Une piste très importante est déjà donnée par les 30 innovateurs sélectionnés par le bureau de l'OMS dans le cadre du 2e forum de la santé en Afrique. Ces startups ont des idées absolument brillantes. L'une d'entre elles a développé une application pour le diagnostic rapide d'Ebola. A mon avis, c'est une innovation potentiellement puissante. Une autre diagnostique le cancer de façon très rapide, facile et très accessible en termes de coût, ..., ces innovations sont vraiment étonnantes les unes que les autres.

Actuellement, leur challenge est de porter leur produit à la prochaine phase de développement et permettre ainsi la vulgarisation de ces services innovants et combien nécessaires dans le contexte actuel du Continent. A mon avis, les entreprises peuvent tendre la main à ces startups. Ce qui pourrait peut faire une grande différence. Pouvez-vous imaginer ce qu'un test de dépistage d'Ebola peut faire en RDC ? L'épidémie sévit dans une zone forestière. Transporter les échantillons de sang de cette zone à une autre où ceux-ci peuvent être analysés n'est pas chose aisée. Mais s'il est possible d'obtenir rapidement un diagnostic et savoir en seulement une heure si une personne est porteuse ou non du virus, cela permettrait de combattre la maladie plus efficacement. Donc, les entreprises devraient déjà investir dans des innovations de ce genre, sachant qu'il existe aujourd'hui à travers l'Afrique, une pléthore d'innovations qui n'attendent que de recevoir le coup de pouce financier, pour être propulsée et profiter au plus grand nombre.

Un autre terrain fructueux pour les entreprises serait l'investissement dans l'accélération de la couverture sanitaire. L'exemple du Rwanda est éloquent. Il y est possible de transporter [au moyen de drones, NDLR] des médicaments ou des poches de sang d'un coin du pays à un autre en moins d'une heure contre une demi-journée, voire plus en temps normal. Cette simple intervention permet de sauver un nombre important de vie. Actuellement plusieurs pays pensent à adopter ce type de technologie. Ce genre d'investissement qui aide à connecter les régions géographiquement éloignées -sans parler de tout ce qui est télémédecine- peuvent être vraiment porteurs.

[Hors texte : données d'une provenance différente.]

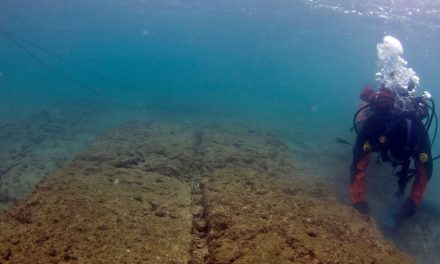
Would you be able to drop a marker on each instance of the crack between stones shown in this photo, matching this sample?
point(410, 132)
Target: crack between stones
point(199, 244)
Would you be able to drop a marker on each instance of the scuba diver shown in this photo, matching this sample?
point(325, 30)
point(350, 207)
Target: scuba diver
point(391, 123)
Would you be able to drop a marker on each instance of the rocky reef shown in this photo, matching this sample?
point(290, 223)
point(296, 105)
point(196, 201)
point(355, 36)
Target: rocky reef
point(158, 192)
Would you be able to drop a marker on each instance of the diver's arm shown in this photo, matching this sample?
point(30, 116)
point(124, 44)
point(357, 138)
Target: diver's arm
point(361, 157)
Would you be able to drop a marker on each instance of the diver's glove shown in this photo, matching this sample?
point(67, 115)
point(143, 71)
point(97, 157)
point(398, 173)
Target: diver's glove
point(361, 207)
point(398, 215)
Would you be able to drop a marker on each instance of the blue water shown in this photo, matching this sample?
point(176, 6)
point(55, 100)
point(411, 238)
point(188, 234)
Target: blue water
point(293, 65)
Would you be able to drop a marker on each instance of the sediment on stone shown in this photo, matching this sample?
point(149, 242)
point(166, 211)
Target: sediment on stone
point(164, 193)
point(119, 202)
point(199, 247)
point(261, 209)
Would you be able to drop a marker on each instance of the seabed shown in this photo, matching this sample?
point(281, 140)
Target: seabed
point(167, 192)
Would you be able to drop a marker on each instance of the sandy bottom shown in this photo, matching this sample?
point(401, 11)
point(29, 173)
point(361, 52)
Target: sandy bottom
point(174, 193)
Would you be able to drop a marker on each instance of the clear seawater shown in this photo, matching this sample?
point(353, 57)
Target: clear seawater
point(292, 65)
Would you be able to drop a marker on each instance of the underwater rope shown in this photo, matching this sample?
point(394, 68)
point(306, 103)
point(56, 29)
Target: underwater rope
point(16, 41)
point(61, 58)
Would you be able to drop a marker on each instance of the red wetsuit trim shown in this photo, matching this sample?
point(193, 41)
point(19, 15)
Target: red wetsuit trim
point(357, 187)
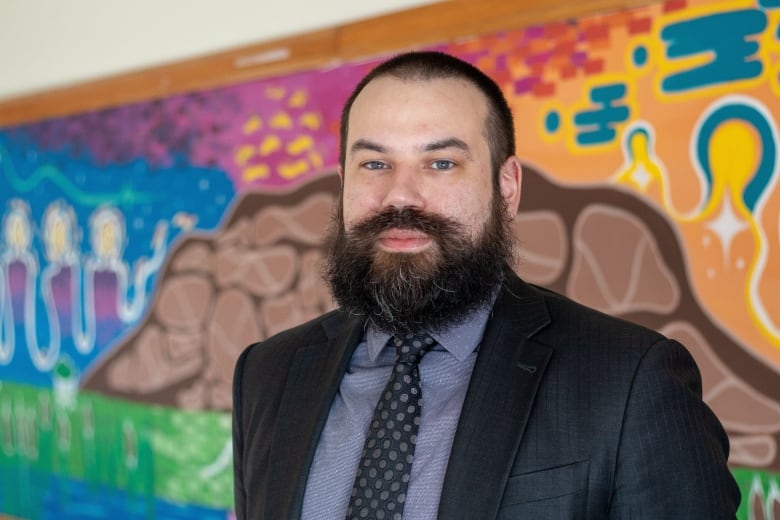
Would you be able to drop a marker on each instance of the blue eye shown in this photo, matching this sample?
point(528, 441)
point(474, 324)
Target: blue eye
point(374, 165)
point(442, 164)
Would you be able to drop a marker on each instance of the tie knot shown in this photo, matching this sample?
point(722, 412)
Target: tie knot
point(411, 348)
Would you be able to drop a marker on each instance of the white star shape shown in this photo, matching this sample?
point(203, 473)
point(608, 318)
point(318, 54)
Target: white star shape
point(726, 226)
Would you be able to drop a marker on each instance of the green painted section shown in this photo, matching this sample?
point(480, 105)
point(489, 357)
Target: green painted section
point(151, 451)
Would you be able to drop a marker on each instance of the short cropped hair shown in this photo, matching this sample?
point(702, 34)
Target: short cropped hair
point(429, 65)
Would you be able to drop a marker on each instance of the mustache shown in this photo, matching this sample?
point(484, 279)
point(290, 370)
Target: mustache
point(436, 226)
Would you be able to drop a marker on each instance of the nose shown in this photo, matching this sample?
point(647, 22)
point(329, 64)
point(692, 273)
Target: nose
point(403, 190)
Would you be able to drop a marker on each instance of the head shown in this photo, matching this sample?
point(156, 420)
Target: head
point(430, 184)
point(425, 66)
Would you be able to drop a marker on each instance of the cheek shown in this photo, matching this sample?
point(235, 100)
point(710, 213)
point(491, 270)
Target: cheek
point(354, 207)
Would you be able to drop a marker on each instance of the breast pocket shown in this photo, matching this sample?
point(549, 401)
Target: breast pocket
point(558, 492)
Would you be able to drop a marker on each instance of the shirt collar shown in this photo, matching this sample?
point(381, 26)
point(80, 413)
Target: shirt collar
point(460, 339)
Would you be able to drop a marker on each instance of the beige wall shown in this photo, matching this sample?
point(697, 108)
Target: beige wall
point(47, 44)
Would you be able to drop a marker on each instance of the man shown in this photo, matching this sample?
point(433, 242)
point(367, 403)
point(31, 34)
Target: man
point(532, 406)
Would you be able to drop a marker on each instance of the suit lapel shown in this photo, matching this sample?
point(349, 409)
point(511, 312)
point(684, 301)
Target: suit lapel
point(506, 376)
point(313, 381)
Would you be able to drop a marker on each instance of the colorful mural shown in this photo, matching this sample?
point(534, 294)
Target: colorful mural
point(143, 247)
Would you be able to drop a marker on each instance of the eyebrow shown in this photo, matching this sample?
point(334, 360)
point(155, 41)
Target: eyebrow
point(443, 144)
point(451, 142)
point(365, 144)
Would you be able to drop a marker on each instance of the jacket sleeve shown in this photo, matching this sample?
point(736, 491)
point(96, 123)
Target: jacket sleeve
point(238, 440)
point(673, 451)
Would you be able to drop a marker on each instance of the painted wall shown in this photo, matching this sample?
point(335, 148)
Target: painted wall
point(144, 247)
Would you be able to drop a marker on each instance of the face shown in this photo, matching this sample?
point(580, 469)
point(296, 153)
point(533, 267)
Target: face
point(423, 237)
point(422, 145)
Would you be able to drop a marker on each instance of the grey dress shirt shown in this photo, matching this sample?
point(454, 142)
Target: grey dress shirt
point(444, 372)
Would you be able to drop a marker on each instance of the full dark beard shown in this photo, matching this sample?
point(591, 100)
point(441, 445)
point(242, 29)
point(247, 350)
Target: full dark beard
point(404, 292)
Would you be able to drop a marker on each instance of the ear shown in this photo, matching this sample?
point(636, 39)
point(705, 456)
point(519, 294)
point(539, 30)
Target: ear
point(510, 180)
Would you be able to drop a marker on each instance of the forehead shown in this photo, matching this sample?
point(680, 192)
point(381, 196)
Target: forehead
point(389, 100)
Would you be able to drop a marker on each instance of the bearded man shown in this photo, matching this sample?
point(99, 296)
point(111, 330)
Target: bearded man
point(444, 386)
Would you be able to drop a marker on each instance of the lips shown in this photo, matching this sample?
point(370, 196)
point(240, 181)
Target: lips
point(403, 240)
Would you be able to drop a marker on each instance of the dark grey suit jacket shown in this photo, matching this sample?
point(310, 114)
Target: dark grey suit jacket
point(569, 414)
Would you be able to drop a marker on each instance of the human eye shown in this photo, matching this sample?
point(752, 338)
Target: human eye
point(373, 165)
point(442, 164)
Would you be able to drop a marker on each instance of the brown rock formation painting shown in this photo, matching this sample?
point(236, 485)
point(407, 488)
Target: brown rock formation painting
point(261, 273)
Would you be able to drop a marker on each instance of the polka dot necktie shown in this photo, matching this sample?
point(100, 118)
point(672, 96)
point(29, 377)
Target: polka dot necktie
point(379, 492)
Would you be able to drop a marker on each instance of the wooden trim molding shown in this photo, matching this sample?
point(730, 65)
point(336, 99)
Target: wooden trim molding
point(426, 25)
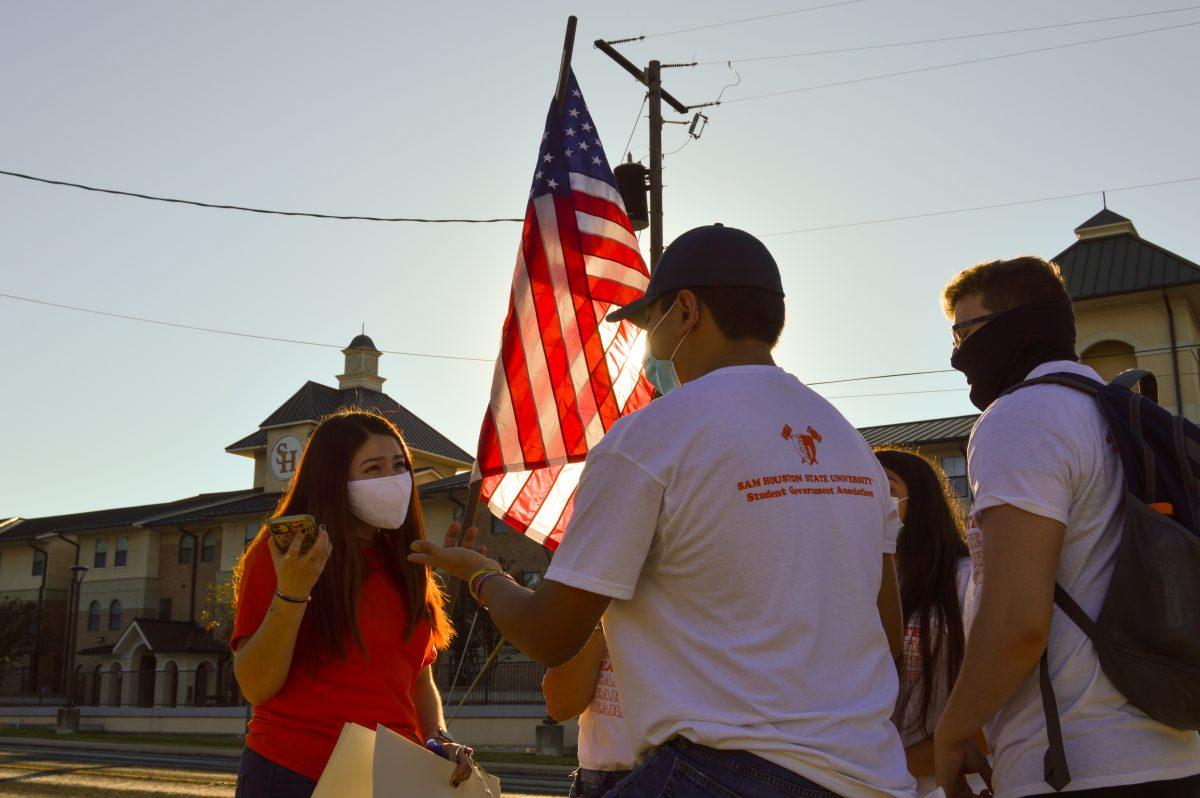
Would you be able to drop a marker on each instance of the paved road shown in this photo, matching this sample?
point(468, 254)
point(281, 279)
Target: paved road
point(31, 772)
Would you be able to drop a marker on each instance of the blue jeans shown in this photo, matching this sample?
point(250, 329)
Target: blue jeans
point(594, 784)
point(684, 769)
point(261, 778)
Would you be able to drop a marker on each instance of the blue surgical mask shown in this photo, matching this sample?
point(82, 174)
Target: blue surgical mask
point(663, 373)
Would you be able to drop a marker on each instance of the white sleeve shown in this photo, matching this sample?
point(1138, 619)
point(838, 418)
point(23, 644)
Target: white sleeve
point(1020, 457)
point(616, 515)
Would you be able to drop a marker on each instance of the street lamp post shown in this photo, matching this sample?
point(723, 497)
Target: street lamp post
point(69, 715)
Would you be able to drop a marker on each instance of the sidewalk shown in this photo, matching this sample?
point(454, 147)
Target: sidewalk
point(495, 762)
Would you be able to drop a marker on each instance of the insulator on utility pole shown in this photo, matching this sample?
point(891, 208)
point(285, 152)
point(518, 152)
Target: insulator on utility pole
point(633, 181)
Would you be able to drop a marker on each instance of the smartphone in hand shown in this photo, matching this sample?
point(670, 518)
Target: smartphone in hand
point(287, 527)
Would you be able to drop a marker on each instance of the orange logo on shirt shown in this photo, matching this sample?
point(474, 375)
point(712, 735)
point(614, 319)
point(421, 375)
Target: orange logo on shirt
point(805, 443)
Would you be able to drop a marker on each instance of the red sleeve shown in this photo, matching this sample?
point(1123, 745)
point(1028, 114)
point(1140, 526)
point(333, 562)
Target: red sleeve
point(255, 593)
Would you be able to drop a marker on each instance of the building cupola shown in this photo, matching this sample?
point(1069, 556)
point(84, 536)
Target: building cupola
point(361, 365)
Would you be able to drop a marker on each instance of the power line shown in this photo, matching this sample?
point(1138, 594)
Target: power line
point(934, 390)
point(485, 360)
point(735, 22)
point(953, 64)
point(240, 335)
point(976, 208)
point(946, 39)
point(255, 210)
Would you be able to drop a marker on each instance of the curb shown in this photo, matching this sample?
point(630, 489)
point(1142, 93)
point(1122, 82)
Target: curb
point(136, 748)
point(214, 751)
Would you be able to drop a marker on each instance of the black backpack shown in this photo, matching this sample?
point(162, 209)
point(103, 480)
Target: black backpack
point(1147, 636)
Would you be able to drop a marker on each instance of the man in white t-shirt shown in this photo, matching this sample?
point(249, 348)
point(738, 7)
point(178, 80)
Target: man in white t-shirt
point(586, 687)
point(1048, 485)
point(738, 532)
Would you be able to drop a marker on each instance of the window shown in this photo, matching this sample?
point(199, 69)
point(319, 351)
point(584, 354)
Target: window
point(957, 471)
point(186, 549)
point(209, 547)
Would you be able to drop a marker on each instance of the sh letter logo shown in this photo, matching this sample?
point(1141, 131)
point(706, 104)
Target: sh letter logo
point(805, 443)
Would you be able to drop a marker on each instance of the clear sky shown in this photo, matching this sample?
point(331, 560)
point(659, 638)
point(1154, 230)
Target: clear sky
point(436, 109)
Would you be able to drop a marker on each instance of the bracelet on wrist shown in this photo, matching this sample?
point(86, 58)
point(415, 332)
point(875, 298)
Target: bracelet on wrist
point(474, 580)
point(483, 580)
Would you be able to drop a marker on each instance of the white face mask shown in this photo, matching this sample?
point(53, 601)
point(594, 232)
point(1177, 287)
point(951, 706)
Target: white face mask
point(382, 502)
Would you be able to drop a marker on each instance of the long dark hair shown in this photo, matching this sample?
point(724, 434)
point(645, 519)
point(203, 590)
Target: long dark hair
point(928, 553)
point(318, 489)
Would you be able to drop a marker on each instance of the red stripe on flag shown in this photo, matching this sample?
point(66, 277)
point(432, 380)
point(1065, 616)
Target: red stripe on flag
point(601, 208)
point(589, 334)
point(612, 250)
point(555, 348)
point(606, 291)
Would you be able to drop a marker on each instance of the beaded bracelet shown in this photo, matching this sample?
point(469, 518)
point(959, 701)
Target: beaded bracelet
point(481, 580)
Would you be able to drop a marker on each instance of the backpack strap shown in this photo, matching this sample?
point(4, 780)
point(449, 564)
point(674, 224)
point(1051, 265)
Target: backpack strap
point(1056, 772)
point(1055, 769)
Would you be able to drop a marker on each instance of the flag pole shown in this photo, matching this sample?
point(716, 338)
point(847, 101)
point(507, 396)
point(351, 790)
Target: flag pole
point(474, 487)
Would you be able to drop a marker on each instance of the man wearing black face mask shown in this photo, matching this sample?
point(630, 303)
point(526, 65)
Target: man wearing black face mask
point(1047, 490)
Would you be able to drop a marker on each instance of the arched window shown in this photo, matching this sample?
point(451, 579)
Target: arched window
point(114, 616)
point(209, 547)
point(1110, 358)
point(186, 549)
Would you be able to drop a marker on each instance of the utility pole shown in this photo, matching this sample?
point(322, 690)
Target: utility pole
point(651, 78)
point(654, 77)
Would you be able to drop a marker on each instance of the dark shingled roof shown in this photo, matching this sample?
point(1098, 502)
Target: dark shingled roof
point(175, 636)
point(315, 401)
point(256, 504)
point(30, 528)
point(1121, 263)
point(1103, 219)
point(921, 433)
point(363, 342)
point(253, 441)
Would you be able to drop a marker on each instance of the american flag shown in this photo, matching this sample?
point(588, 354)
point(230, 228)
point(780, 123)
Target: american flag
point(564, 375)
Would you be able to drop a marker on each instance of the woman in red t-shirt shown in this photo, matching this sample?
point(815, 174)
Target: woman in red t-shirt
point(347, 631)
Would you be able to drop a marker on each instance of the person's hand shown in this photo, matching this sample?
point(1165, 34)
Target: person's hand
point(295, 574)
point(455, 559)
point(460, 755)
point(953, 760)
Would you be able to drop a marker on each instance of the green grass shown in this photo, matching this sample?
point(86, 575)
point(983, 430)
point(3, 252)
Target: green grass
point(211, 741)
point(525, 759)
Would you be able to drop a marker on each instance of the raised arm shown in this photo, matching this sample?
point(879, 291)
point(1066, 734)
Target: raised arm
point(263, 660)
point(570, 687)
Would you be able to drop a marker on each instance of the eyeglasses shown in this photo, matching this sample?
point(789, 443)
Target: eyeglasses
point(959, 330)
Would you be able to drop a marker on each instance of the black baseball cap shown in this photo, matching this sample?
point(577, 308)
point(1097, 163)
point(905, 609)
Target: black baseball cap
point(707, 257)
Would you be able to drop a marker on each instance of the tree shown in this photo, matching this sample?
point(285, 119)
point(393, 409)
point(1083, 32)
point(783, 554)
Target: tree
point(217, 616)
point(18, 631)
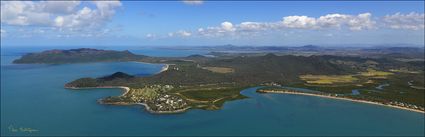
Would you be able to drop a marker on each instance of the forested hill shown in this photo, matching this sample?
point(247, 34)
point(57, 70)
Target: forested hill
point(82, 55)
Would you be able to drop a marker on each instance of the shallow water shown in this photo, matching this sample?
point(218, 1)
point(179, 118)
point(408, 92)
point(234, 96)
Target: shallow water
point(32, 96)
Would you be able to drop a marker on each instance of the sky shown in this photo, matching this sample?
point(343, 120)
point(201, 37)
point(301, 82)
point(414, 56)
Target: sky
point(208, 23)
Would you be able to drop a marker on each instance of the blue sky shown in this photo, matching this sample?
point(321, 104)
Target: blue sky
point(149, 23)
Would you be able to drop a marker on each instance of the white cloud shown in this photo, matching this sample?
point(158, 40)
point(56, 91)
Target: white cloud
point(299, 22)
point(62, 7)
point(180, 33)
point(150, 35)
point(184, 33)
point(359, 22)
point(2, 32)
point(193, 2)
point(330, 21)
point(411, 21)
point(227, 26)
point(63, 16)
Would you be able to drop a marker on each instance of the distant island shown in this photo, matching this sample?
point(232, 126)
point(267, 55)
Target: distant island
point(205, 82)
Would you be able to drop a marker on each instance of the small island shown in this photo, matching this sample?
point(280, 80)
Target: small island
point(205, 82)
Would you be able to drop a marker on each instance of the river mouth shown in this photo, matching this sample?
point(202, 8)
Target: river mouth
point(43, 104)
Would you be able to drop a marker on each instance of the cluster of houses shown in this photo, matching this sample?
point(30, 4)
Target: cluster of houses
point(168, 103)
point(401, 104)
point(157, 99)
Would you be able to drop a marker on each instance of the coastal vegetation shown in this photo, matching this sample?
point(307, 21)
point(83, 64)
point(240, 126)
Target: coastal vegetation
point(200, 82)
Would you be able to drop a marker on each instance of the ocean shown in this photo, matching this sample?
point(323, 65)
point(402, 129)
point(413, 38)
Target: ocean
point(33, 98)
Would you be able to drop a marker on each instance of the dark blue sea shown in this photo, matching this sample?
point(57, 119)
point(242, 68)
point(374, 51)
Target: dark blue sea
point(33, 97)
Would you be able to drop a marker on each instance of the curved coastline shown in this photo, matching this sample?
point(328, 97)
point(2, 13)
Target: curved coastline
point(126, 90)
point(342, 98)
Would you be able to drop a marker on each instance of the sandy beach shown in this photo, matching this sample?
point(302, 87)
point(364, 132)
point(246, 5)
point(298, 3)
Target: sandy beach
point(342, 98)
point(165, 68)
point(126, 89)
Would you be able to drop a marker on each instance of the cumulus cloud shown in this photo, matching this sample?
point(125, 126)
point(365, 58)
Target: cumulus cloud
point(358, 22)
point(411, 21)
point(61, 15)
point(2, 32)
point(193, 2)
point(180, 33)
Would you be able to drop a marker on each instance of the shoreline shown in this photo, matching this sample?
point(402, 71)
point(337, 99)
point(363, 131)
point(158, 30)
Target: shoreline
point(342, 98)
point(164, 68)
point(126, 90)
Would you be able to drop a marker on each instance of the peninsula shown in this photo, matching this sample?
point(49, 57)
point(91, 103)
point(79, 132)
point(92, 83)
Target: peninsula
point(205, 82)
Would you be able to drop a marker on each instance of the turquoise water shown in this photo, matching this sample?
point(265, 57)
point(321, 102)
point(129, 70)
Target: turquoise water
point(32, 96)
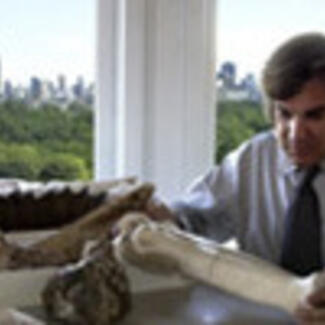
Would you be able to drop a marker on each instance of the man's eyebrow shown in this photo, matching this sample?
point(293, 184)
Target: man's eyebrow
point(316, 110)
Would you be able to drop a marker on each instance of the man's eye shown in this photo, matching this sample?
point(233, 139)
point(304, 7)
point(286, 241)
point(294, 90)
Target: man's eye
point(284, 114)
point(315, 115)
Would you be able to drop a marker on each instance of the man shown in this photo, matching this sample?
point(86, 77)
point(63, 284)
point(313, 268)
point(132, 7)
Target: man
point(248, 195)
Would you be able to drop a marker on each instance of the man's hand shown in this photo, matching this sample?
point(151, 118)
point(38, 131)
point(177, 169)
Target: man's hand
point(312, 310)
point(159, 211)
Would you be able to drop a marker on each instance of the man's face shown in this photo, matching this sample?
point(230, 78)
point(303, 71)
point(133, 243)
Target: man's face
point(300, 124)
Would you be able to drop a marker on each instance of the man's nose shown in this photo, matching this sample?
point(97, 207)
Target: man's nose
point(297, 128)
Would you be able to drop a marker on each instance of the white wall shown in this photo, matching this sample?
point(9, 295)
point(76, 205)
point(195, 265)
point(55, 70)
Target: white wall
point(156, 90)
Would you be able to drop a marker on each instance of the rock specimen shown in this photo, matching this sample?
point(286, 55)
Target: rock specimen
point(94, 291)
point(67, 244)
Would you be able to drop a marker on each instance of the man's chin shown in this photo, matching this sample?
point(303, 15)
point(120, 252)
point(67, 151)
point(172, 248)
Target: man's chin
point(303, 160)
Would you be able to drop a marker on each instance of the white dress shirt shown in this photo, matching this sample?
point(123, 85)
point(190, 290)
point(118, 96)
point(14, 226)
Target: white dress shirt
point(246, 197)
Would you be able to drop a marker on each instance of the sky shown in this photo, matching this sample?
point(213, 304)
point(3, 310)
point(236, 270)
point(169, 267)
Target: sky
point(45, 38)
point(249, 30)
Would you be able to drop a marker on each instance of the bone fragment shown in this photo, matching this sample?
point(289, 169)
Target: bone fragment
point(66, 245)
point(148, 244)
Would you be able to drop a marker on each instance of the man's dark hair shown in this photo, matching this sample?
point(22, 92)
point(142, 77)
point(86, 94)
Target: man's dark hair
point(291, 65)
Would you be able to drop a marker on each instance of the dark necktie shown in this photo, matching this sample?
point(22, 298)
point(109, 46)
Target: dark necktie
point(301, 250)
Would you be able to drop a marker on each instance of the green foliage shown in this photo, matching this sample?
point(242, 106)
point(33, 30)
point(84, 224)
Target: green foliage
point(64, 167)
point(45, 142)
point(237, 121)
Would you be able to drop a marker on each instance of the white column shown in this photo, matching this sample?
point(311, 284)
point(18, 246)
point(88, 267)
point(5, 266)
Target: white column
point(156, 90)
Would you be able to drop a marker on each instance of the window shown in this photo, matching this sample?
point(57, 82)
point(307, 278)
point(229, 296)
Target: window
point(47, 56)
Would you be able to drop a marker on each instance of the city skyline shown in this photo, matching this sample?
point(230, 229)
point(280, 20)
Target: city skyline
point(46, 38)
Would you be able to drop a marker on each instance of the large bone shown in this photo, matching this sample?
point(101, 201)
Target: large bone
point(150, 245)
point(67, 244)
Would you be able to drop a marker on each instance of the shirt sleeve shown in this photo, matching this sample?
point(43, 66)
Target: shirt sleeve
point(208, 207)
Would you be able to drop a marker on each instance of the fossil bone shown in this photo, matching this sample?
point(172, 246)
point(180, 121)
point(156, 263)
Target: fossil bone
point(66, 245)
point(163, 247)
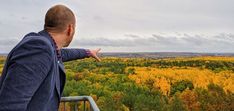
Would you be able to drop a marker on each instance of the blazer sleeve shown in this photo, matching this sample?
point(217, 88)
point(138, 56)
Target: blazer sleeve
point(28, 67)
point(74, 53)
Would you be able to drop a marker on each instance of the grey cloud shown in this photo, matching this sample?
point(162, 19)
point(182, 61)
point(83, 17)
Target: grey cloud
point(196, 43)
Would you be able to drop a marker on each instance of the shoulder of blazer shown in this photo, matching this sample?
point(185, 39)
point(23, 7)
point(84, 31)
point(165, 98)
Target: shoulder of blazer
point(34, 37)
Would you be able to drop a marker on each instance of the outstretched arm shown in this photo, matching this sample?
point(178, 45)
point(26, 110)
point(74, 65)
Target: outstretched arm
point(74, 53)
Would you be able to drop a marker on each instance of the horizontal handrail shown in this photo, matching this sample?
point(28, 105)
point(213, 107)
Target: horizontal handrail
point(93, 105)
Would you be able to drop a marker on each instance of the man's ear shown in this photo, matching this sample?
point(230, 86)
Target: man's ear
point(70, 30)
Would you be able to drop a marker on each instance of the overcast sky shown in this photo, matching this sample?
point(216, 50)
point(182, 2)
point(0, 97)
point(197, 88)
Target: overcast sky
point(129, 25)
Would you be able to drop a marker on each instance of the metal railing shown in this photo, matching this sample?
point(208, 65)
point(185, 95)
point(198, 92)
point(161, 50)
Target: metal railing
point(76, 100)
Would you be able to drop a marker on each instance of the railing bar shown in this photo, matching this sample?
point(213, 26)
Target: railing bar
point(84, 106)
point(64, 108)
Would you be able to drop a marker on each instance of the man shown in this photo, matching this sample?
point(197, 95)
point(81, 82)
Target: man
point(33, 77)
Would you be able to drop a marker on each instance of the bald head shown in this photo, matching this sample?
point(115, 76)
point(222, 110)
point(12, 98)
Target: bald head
point(58, 18)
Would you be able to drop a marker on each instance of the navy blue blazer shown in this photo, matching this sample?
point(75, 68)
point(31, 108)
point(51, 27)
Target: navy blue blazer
point(33, 78)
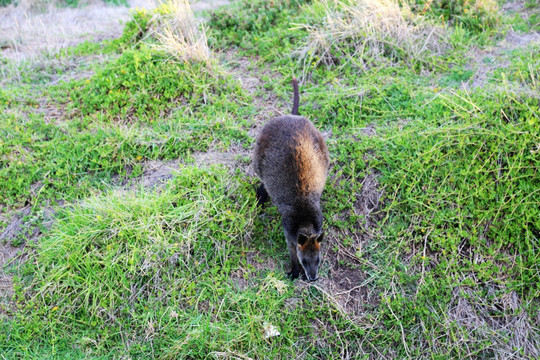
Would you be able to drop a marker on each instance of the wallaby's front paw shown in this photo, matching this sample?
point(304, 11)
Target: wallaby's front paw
point(293, 274)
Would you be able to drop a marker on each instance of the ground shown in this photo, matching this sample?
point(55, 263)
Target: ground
point(145, 221)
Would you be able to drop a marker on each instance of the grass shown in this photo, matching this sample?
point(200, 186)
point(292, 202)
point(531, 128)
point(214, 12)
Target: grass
point(431, 206)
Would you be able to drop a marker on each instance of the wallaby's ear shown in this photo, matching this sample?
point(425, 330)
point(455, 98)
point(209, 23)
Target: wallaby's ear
point(302, 239)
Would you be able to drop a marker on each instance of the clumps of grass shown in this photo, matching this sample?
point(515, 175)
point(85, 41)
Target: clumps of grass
point(181, 35)
point(165, 65)
point(461, 193)
point(144, 269)
point(366, 32)
point(145, 84)
point(475, 15)
point(247, 19)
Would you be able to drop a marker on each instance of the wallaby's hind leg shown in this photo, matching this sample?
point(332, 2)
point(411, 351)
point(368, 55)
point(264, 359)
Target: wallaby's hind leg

Par ailleurs, le secteur privé en Afrique peut également investir dans les ressources humaines pour les formations santé. Nous avons de bonnes institutions dans la région qui contribuent à produire des travailleurs de la santé, mais nous pouvons faire plus en développant des stratégies qui permettent de rehausser tout le système dans la région. Je pense que c'est un important domaine dans lequel les entreprises et les gouvernements peuvent travailler en partenariat afin de mettre en place non pas uniquement la formation de ressources humaines pour qu'il y ait plus de médecins, plus d'infirmiers, mais aussi en termes de qualité de ces ressources de manière à les rendre compétitives par rapport au niveau observé dans les économies développées.